SINGAPORE: A former Head of Department for English at Woodgrove Secondary School was found guilty on Monday (Jan 11) of misappropriating S$40,000 paid by students for learning materials.
Maslinda Zainal, 46, was convicted of two counts of criminal breach of trust as a public servant after a trial that spanned almost two years.
District Judge Ng Cheng Thiam found that there was entrustment of the money to Maslinda in her capacity as a public servant.
"I find that the accused has misappropriated the entrusted monies and I find that there is dishonesty on her part," said the judge. "I therefore find that the prosecution has established beyond a reasonable doubt all the charges and you are accordingly found guilty and convicted."
Maslinda, who had a gross monthly salary of S$8,800, was in charge of collecting money submitted by students to their English teachers for learning materials known as Excel packages.
However, she over-collected about S$40,000 from the students between January 2016 and April 2017.
The suspended teacher, who has a masters in education and had multiple teachers reporting to her at the time, denied the charges and said she did not keep records of the cash as nobody told her she needed to.
She had admitted in police statements that she had taken the sum of S$39,000 to S$40,000, saying that she spent the money on her own expenses such as food and did not buy anything lavish with it.
She also testified in court that she had used the money to buy stationery and other items for the students.
The offences came to light when the school's lower-secondary head for English Jacqueline Chan asked the bookshop seller on the first day of school in 2016 for a copy of the invoices for the books.
The seller responded that Maslinda had told her to give the invoices only to Maslinda and not to hand them to Ms Chan.
When Ms Chan eventually obtained a copy of the invoices, she realised there was a discrepancy between the amounts being collected by the teachers and the amounts on the invoices.
She later flagged the issue to a vice-principal and the principal was shocked to discover such a large over-collection. Ministry of Education (MOE) investigators and later the police were called in, and Maslinda was cuffed and taken away from school grounds.
All 20 teachers in the school's English department testified in court during the course of the trial, and they said Maslinda did not tell them about the excess money being collected.
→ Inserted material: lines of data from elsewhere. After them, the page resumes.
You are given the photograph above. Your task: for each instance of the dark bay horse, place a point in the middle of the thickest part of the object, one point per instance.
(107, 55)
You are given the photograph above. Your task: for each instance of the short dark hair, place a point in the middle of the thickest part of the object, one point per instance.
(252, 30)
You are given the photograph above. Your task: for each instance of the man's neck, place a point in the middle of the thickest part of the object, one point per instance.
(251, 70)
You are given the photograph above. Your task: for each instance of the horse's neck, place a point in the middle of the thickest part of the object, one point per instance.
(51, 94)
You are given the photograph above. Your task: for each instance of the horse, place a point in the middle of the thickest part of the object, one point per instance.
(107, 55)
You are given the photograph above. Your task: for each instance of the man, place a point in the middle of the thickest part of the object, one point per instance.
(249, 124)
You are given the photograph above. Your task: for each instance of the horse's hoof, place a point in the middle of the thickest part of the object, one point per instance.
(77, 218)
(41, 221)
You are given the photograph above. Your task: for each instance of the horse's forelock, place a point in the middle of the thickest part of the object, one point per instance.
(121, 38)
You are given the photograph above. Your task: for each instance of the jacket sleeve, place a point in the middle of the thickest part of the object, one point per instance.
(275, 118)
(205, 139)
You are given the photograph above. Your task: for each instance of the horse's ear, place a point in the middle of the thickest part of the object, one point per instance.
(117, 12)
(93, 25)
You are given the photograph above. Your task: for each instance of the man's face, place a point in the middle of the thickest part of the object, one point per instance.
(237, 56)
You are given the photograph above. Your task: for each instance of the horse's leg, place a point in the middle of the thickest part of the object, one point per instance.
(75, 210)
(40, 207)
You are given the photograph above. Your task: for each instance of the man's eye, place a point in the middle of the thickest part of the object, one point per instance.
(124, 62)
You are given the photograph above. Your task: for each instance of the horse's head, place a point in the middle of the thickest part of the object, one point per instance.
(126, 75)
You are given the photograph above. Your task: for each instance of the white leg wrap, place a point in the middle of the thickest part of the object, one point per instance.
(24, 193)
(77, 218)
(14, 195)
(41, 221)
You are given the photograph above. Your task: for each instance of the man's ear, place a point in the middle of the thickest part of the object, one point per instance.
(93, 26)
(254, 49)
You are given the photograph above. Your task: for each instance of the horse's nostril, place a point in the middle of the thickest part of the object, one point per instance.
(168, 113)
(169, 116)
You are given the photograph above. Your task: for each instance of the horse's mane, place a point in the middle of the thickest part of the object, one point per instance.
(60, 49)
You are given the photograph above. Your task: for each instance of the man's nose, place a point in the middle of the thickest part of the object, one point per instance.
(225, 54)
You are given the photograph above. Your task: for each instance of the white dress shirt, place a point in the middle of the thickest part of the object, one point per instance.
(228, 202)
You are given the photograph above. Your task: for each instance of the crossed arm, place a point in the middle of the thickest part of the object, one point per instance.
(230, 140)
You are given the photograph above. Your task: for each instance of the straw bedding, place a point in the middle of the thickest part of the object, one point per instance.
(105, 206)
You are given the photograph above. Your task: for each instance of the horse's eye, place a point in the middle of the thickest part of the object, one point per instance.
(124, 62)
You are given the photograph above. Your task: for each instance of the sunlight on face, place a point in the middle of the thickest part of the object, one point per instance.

The defence's case was three-pronged: Maslinda did not count or keep records of the cash handed to her and it was possible that some teachers had not paid her in full according to the book list, the invoices before the court did not fully reflect the sums paid to the book shop and the excess money had been used for the benefit of the students with no dishonesty.
On Monday, the Ministry of Education (MOE) said in a statement that Maslinda has been suspended from duty since 2017.
"MOE takes a serious view of staff misconduct and will not hesitate to take disciplinary action against those who fail to adhere to our standards of conduct and discipline, including dismissal from service," it said.
The prosecution asked for an adjournment to prepare arguments on the sentence.
For criminal breach of trust as a public servant, Maslinda could be jailed up to 10 years and fined for each charge.